🎨 HISTCOLORIFUL: Colorizing Grayscale Images Using Conditional GANs

A comprehensive capstone project comparing classical color transfer techniques against custom GAN architecture for automatic image colorization

Maintained by Mohammed Azeezulla (zeeza18) · Introduction to Image Processing

📋 Table of Contents

✨ Overview
🎯 Key Features
🏗️ Architecture
🛠️ Technologies Used
📁 Project Structure
⚡ Quick Start
🧪 Running Experiments
🚀 FastAPI Demo
📊 Results
📈 Performance Metrics
🎓 Academic Context
🤝 Contributing
📝 License

✨ Overview

HISTCOLORIFUL is a comprehensive image colorization research project that answers a fundamental question: How far can classical computer vision methods go before deep learning becomes necessary?

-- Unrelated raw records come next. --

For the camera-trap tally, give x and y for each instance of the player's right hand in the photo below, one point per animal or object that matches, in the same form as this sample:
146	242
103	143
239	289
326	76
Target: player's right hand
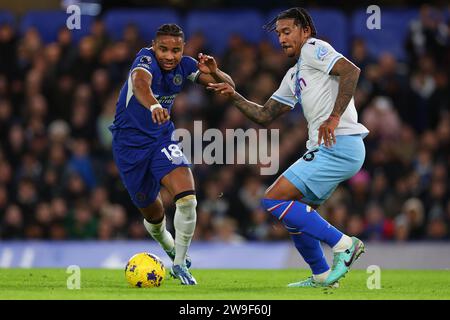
160	115
222	88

Built on a carefully curated 256×256 LAB subset of the COCO dataset with 10 held-out test images, this project systematically compares:

🔵 Classical Methods: Histogram Matching, K-means Color Transfer, Local Gaussian Transfer
🔴 Deep Learning: Custom Pix2Pix GAN with U-Net Generator + PatchGAN Discriminator

🎯 Research Questions

How do interpretable classical algorithms perform vs. trainable GANs?
What hyperparameters optimize GAN colorization quality?
Can we quantify the speed vs. quality tradeoff?
What are the failure modes of each approach?

🏆 Key Findings

Method	PSNR (dB)	SSIM	Speed	Reference Required
K-means Transfer 👑	22.29	0.8908	Slow	✅ Yes
GAN (λ=50) 🤖	20.56	0.8397	Very Fast	❌ No
Histogram Matching	21.85	0.8742	Fast	✅ Yes
Local Gaussian	21.43	0.8621	Fast	✅ Yes

🎯 Key Features

🔬 Classical Computer Vision

✅ Histogram Matching - CDF alignment per LAB channel
✅ K-means Color Transfer - 8-cluster palette mapping
✅ Local Gaussian Transfer - Windowed statistics matching
✅ GPU-accelerated NumPy operations
✅ Per-image metric logging

🧠 Deep Learning Pipeline

✅ Pix2Pix GAN Architecture - U-Net generator with skip connections
✅ PatchGAN Discriminator - 70x70 receptive field
✅ Mixed Precision Training - FP16 for faster convergence
✅ Comprehensive Ablation Studies - 6 hyperparameter configurations
✅ Checkpoint Management - Best model serialization

📊 Evaluation Framework

✅ PSNR & SSIM Metrics - Quantitative quality assessment
✅ Statistical Testing - Paired t-tests, confidence intervals
✅ Speed Benchmarking - CPU vs GPU inference timing
✅ Visual Comparisons - Side-by-side method grids
✅ Failure Case Analysis - Worst-performing image documentation

🌐 Production Deployment

✅ FastAPI REST API - Async colorization endpoints
✅ Interactive Web UI - HTML/CSS/JS upload interface
✅ Multi-method Support - Classical + GAN inference
✅ Health Monitoring - System status endpoints
✅ Auto-generated Docs - OpenAPI/Swagger UI

🏗️ Architecture

🎨 Classical Pipeline

Convert the grayscale L channel to LAB to operate in a perceptually uniform space.
When classical methods are selected, pull color statistics from a user-provided reference image.
Apply the selected algorithm:
- Histogram Matching aligns per-channel LAB histograms.
- K-means Transfer builds an 8-color palette from the reference image.
- Local Gaussian Transfer matches local mean/variance windows.
Merge the predicted AB channels with the input L channel and convert back to RGB.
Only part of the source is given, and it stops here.